Falta de testes está a impedir compreensão total da pandemia em África, aponta OMS

Na África subsaariana, foram já realizados mais de 6,4 milhões de testes com 11 países a fazerem mais de 100 testes por cada 10.000 habitantes, em comparação com apenas seis há um mês.

A diretora do escritório da Organização Mundial de Saúde (OMS) para África, Matshidiso Moeti, disse hoje que a falta de testes está a gerar subnotificação de casos e a impedir a compreensão total da pandemia no continente.

“A falta de testes está a levar a alguma subnotificação dos casos da Covid-19 e a impedir-nos de compreender o quadro completo da pandemia em África”, disse Matshidiso Moeti, durante uma conferência de imprensa virtual a partir de Brazzaville.

A responsável da OMS África sublinhou, por isso, a necessidade de “inverter esta situação para que os países possam calibrar a resposta, assegurando maior eficácia”.

“À medida que os casos se deslocam para o interior, os testes devem ser descentralizados das capitais”, acrescentou.

O nível de testagem à Covid-19 em África continua abaixo da média global, mas a capacidade de testagem no continente “aumentou significativamente” desde o início da pandemia, segundo a OMS.

Na África subsaariana, foram já realizados mais de 6,4 milhões de testes com 11 países a fazerem mais de 100 testes por cada 10.000 habitantes, em comparação com apenas seis há um mês.

Em julho, registou-se um aumento de 40% no número total de testes realizados em comparação com o mês anterior.

Durante a mesma conferência, Matshidiso Moeti anunciou a chegada hoje a Joanesburgo, na África do Sul, dos primeiros membros de uma equipa de peritos da OMS para reforçar a resposta à Covid-19 no país mais afetado no continente africano e entre os cinco mais afetados no mundo.

Um segundo grupo de peritos será destacado na próxima semana, esperando-se que, no total, mais de 40 peritos de saúde pública apoiem as autoridades sul-africanas na resposta à pandemia.

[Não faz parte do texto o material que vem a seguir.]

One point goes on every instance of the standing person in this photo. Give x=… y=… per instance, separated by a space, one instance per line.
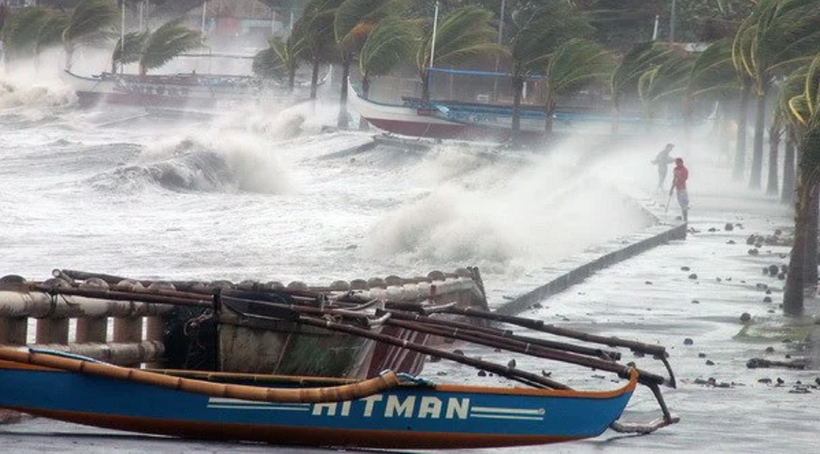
x=662 y=160
x=680 y=175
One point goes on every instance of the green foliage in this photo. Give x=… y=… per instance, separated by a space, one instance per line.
x=713 y=74
x=389 y=45
x=539 y=29
x=89 y=21
x=574 y=65
x=167 y=42
x=463 y=33
x=131 y=50
x=315 y=29
x=640 y=59
x=664 y=80
x=355 y=19
x=280 y=59
x=21 y=31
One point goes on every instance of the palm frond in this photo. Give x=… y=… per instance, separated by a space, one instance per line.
x=22 y=29
x=388 y=45
x=129 y=48
x=462 y=33
x=576 y=64
x=167 y=42
x=89 y=18
x=51 y=33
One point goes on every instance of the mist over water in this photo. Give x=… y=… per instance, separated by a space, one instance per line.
x=260 y=192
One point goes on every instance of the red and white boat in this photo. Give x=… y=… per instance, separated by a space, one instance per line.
x=439 y=120
x=189 y=90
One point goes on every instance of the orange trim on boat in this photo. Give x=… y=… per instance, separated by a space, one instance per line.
x=311 y=436
x=339 y=393
x=633 y=381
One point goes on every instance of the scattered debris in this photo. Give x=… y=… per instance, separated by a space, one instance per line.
x=756 y=363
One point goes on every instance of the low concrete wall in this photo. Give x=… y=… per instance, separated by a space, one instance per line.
x=577 y=275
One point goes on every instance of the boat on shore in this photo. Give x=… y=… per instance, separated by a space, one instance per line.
x=226 y=327
x=387 y=411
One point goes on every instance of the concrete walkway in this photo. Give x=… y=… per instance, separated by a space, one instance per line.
x=690 y=296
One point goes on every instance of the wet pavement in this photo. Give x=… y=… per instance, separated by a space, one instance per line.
x=694 y=289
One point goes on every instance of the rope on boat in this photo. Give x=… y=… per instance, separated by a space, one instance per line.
x=364 y=388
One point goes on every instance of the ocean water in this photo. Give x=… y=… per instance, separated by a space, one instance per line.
x=269 y=193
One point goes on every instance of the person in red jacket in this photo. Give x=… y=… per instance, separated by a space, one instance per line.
x=680 y=175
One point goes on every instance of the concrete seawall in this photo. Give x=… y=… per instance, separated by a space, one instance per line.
x=578 y=274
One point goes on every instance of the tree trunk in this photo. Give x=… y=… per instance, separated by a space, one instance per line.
x=740 y=152
x=291 y=79
x=795 y=278
x=760 y=127
x=518 y=87
x=787 y=196
x=616 y=118
x=364 y=125
x=314 y=77
x=774 y=145
x=425 y=87
x=810 y=261
x=344 y=121
x=550 y=109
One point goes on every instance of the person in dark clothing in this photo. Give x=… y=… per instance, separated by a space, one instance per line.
x=662 y=160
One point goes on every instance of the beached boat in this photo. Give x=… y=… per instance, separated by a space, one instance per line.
x=383 y=412
x=177 y=90
x=241 y=328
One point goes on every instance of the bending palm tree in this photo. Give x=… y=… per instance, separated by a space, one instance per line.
x=712 y=78
x=662 y=82
x=281 y=59
x=635 y=63
x=355 y=20
x=129 y=49
x=387 y=46
x=87 y=24
x=574 y=65
x=315 y=28
x=801 y=98
x=21 y=30
x=166 y=43
x=462 y=33
x=775 y=38
x=537 y=32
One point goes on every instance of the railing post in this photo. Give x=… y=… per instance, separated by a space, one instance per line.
x=92 y=329
x=128 y=329
x=13 y=331
x=52 y=331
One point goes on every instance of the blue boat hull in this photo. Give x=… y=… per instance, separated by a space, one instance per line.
x=408 y=416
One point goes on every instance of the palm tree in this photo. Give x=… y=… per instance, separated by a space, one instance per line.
x=537 y=32
x=389 y=45
x=663 y=81
x=779 y=34
x=315 y=29
x=465 y=32
x=281 y=59
x=166 y=43
x=775 y=132
x=21 y=31
x=129 y=49
x=355 y=20
x=91 y=21
x=635 y=63
x=803 y=106
x=712 y=78
x=572 y=66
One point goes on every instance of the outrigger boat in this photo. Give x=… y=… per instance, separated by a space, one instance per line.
x=387 y=411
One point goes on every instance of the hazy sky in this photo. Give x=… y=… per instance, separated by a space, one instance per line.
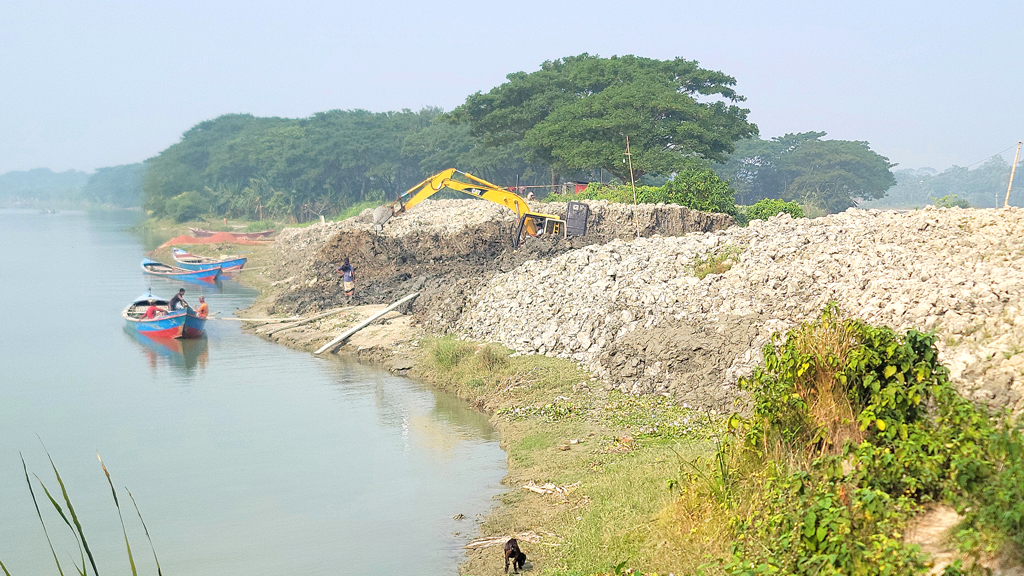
x=97 y=83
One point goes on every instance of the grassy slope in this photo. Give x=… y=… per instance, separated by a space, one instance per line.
x=629 y=448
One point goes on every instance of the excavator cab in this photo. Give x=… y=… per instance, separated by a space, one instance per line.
x=538 y=224
x=529 y=222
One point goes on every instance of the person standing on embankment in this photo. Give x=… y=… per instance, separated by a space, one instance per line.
x=347 y=272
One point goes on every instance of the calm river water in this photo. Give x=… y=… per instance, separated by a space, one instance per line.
x=245 y=457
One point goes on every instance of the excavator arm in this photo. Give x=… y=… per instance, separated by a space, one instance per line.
x=531 y=223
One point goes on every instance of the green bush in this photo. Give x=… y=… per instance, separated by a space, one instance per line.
x=494 y=357
x=617 y=193
x=260 y=225
x=186 y=206
x=449 y=352
x=769 y=207
x=951 y=201
x=854 y=428
x=697 y=190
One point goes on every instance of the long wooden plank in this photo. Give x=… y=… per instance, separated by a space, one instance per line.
x=306 y=321
x=333 y=343
x=263 y=320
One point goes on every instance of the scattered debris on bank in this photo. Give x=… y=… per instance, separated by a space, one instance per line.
x=685 y=311
x=636 y=314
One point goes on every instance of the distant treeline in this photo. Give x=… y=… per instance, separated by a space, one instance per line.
x=984 y=187
x=243 y=166
x=565 y=122
x=118 y=187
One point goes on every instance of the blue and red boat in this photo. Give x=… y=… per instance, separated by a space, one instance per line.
x=174 y=273
x=181 y=323
x=194 y=261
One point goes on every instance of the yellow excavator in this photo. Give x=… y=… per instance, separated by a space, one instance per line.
x=529 y=222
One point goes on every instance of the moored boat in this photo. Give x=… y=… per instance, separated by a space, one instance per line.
x=182 y=323
x=194 y=261
x=200 y=233
x=160 y=269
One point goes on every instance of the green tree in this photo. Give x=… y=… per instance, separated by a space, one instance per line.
x=443 y=145
x=574 y=114
x=830 y=174
x=983 y=187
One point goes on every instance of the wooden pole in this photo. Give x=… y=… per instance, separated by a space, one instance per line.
x=1012 y=171
x=333 y=343
x=260 y=320
x=636 y=221
x=306 y=321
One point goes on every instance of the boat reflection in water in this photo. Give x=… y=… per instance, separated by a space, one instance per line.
x=180 y=355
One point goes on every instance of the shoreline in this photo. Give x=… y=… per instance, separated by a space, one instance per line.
x=593 y=410
x=553 y=420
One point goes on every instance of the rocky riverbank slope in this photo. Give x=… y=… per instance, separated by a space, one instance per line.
x=637 y=314
x=684 y=310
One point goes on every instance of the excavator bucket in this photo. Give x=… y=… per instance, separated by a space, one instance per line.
x=381 y=215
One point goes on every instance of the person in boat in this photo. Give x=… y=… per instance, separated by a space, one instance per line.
x=347 y=272
x=178 y=300
x=152 y=312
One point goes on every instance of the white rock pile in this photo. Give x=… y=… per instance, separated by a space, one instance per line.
x=957 y=272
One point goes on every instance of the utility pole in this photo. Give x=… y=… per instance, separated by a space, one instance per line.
x=636 y=221
x=1012 y=171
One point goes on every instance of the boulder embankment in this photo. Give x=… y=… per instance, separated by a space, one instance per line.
x=685 y=309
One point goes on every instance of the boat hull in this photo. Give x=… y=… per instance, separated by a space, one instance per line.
x=225 y=265
x=204 y=276
x=178 y=324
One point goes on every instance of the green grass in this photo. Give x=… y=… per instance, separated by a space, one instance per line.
x=616 y=453
x=355 y=209
x=715 y=262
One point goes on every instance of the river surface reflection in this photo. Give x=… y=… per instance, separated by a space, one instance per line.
x=245 y=457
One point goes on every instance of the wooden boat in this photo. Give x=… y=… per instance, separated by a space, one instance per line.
x=182 y=323
x=194 y=261
x=174 y=273
x=200 y=233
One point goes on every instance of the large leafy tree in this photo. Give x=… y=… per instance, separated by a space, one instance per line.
x=830 y=174
x=576 y=113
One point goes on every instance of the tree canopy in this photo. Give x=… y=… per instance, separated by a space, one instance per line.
x=574 y=114
x=984 y=187
x=830 y=174
x=244 y=166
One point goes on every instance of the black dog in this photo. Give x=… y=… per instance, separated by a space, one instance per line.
x=512 y=552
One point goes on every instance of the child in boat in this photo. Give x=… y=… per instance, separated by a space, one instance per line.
x=152 y=312
x=178 y=300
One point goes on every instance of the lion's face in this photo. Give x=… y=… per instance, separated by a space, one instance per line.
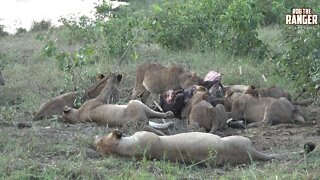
x=70 y=115
x=95 y=90
x=2 y=82
x=107 y=144
x=188 y=79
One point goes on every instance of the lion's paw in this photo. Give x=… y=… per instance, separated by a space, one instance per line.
x=169 y=114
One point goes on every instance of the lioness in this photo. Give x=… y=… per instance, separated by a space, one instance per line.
x=2 y=82
x=95 y=110
x=155 y=78
x=264 y=110
x=203 y=114
x=54 y=106
x=193 y=147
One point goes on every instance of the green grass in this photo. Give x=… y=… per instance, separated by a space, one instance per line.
x=55 y=150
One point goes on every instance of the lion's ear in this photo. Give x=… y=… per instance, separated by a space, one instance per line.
x=116 y=133
x=252 y=86
x=119 y=77
x=229 y=93
x=100 y=76
x=66 y=109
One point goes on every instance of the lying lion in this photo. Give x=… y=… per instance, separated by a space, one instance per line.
x=273 y=92
x=202 y=114
x=193 y=147
x=155 y=78
x=264 y=110
x=2 y=82
x=96 y=110
x=55 y=105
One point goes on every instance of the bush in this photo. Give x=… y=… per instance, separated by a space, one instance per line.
x=40 y=26
x=302 y=56
x=229 y=25
x=241 y=37
x=20 y=31
x=2 y=31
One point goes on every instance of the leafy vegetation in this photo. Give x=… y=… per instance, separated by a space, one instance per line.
x=40 y=25
x=2 y=31
x=202 y=35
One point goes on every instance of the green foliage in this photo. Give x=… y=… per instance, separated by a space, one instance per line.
x=221 y=24
x=41 y=25
x=302 y=56
x=241 y=37
x=2 y=31
x=21 y=30
x=72 y=65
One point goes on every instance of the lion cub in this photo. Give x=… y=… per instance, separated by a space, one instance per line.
x=155 y=78
x=264 y=110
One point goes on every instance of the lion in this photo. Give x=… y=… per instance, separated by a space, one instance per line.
x=96 y=110
x=264 y=110
x=155 y=78
x=2 y=82
x=273 y=92
x=229 y=98
x=235 y=88
x=189 y=148
x=202 y=114
x=54 y=106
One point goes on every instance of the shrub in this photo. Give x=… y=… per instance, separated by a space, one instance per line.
x=2 y=31
x=302 y=56
x=40 y=25
x=20 y=31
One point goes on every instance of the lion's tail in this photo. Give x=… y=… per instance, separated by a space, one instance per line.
x=307 y=148
x=138 y=84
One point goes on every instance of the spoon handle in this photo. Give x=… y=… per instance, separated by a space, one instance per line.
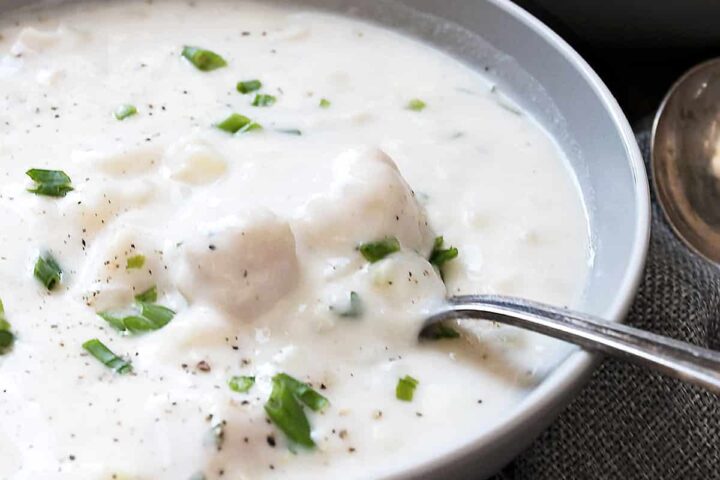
x=681 y=360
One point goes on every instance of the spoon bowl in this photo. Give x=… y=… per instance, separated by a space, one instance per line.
x=686 y=158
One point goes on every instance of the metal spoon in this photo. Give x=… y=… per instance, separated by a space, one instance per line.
x=677 y=359
x=686 y=158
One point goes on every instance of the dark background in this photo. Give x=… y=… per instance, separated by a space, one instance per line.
x=638 y=47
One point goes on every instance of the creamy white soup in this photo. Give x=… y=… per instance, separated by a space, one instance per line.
x=220 y=232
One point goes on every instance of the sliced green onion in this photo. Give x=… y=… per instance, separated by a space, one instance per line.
x=151 y=317
x=249 y=86
x=304 y=392
x=287 y=413
x=148 y=296
x=51 y=183
x=237 y=123
x=405 y=389
x=241 y=384
x=376 y=251
x=6 y=336
x=440 y=332
x=440 y=255
x=47 y=271
x=416 y=105
x=263 y=100
x=125 y=111
x=136 y=261
x=105 y=356
x=355 y=307
x=204 y=60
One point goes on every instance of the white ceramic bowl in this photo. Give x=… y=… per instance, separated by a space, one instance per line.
x=543 y=74
x=550 y=80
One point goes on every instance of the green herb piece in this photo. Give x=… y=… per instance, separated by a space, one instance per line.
x=47 y=271
x=405 y=389
x=158 y=315
x=241 y=384
x=249 y=86
x=355 y=307
x=204 y=60
x=416 y=105
x=151 y=317
x=440 y=331
x=237 y=123
x=51 y=183
x=287 y=413
x=6 y=336
x=304 y=392
x=105 y=356
x=125 y=111
x=148 y=296
x=136 y=261
x=263 y=100
x=439 y=255
x=376 y=251
x=285 y=410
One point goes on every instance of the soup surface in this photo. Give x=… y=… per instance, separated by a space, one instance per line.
x=222 y=193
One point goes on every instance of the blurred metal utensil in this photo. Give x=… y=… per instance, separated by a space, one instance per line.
x=686 y=158
x=689 y=363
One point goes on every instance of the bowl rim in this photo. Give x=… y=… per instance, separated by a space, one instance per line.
x=545 y=402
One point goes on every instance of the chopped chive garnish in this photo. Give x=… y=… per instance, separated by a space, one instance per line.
x=440 y=255
x=304 y=392
x=287 y=413
x=241 y=384
x=125 y=111
x=285 y=409
x=440 y=332
x=136 y=261
x=204 y=60
x=105 y=356
x=237 y=123
x=148 y=296
x=48 y=271
x=51 y=183
x=290 y=131
x=150 y=317
x=405 y=389
x=354 y=308
x=376 y=251
x=416 y=105
x=249 y=86
x=6 y=336
x=263 y=100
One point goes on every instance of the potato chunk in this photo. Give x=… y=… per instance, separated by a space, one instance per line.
x=242 y=263
x=369 y=200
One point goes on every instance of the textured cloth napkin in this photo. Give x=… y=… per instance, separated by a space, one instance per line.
x=629 y=423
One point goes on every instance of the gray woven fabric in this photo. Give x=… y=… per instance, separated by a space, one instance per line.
x=629 y=423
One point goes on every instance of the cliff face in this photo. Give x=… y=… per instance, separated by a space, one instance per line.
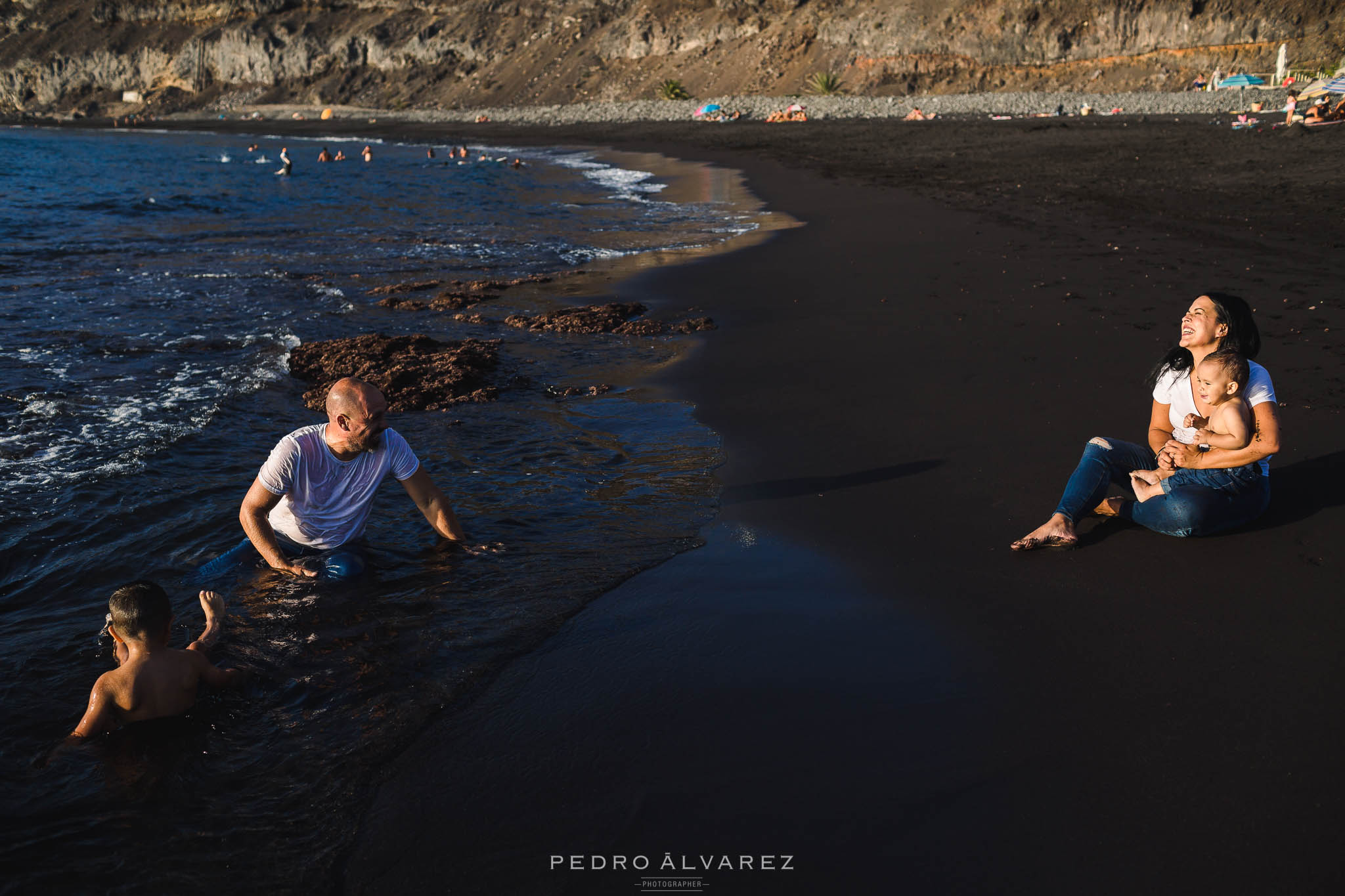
x=66 y=54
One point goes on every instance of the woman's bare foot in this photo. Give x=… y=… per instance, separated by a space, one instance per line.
x=1056 y=532
x=1143 y=485
x=1110 y=507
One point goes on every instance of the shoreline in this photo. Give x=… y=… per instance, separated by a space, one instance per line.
x=860 y=670
x=1109 y=699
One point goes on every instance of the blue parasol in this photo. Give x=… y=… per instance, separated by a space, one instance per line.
x=1243 y=82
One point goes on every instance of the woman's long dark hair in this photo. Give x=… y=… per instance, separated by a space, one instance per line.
x=1242 y=336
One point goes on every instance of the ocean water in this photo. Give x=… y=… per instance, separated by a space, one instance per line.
x=151 y=288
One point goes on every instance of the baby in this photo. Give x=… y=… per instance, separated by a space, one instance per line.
x=151 y=679
x=1220 y=379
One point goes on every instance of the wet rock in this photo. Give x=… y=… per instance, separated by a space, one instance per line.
x=395 y=289
x=413 y=372
x=585 y=319
x=569 y=391
x=692 y=326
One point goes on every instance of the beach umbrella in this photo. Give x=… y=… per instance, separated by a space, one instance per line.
x=1242 y=82
x=1314 y=89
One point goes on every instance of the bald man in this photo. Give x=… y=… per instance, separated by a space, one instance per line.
x=315 y=489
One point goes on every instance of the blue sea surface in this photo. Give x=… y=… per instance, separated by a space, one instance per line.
x=151 y=289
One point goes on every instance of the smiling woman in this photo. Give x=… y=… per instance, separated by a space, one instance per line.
x=1215 y=322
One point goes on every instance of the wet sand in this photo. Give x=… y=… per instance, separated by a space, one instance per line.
x=856 y=671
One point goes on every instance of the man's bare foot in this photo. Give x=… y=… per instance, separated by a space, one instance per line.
x=1057 y=532
x=1110 y=507
x=1143 y=486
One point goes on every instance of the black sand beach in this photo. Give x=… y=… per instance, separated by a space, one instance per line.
x=856 y=671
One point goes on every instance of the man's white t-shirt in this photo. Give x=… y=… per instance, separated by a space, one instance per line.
x=1173 y=389
x=326 y=500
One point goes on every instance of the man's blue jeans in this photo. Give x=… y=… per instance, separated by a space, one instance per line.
x=1188 y=509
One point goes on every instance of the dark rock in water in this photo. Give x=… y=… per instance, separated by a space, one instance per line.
x=413 y=372
x=393 y=289
x=692 y=326
x=617 y=317
x=445 y=301
x=586 y=319
x=569 y=391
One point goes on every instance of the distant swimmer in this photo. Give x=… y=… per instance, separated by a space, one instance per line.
x=315 y=490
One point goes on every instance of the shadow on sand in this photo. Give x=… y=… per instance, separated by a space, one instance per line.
x=776 y=489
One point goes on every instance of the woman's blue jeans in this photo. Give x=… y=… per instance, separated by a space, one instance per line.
x=1188 y=509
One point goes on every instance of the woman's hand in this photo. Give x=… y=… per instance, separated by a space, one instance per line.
x=1180 y=456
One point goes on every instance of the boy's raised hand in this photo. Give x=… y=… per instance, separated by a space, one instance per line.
x=211 y=605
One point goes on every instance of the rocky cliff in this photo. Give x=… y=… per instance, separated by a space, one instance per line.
x=70 y=54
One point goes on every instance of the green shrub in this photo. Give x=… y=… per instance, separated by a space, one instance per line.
x=673 y=89
x=824 y=82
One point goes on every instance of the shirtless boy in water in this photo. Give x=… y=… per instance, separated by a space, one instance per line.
x=151 y=679
x=1220 y=379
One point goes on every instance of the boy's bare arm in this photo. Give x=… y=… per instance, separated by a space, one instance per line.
x=101 y=714
x=214 y=609
x=214 y=676
x=1231 y=417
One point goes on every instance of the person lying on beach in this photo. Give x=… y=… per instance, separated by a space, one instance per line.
x=315 y=490
x=152 y=680
x=1215 y=322
x=1220 y=382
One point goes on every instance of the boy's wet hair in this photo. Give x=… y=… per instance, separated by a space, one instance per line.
x=1235 y=366
x=141 y=610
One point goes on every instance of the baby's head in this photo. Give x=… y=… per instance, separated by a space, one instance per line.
x=141 y=612
x=1220 y=377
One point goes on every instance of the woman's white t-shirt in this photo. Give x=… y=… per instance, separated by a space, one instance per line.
x=1173 y=390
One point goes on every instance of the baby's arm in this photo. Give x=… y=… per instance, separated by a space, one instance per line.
x=214 y=609
x=101 y=714
x=1232 y=417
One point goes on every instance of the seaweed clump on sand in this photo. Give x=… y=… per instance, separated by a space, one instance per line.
x=413 y=372
x=613 y=317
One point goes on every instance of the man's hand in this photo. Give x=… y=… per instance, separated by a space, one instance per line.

“A pedido do Governo sul-africano, os nossos peritos serão integrados nas equipas nacionais de resposta, trabalhando em estreita colaboração com os responsáveis locais pela saúde pública para enfrentar alguns dos desafios urgentes que o país enfrenta”, disse a responsável da OMS.

“À medida que o impacto do vírus se intensifica em vários pontos críticos em África, também se intensificam os esforços da OMS”, acrescentou.

Numa altura em que o continente se aproxima do milhão de casos, 10 países foram responsáveis por 89% dos novos casos da Covid-19 nas últimas duas semanas.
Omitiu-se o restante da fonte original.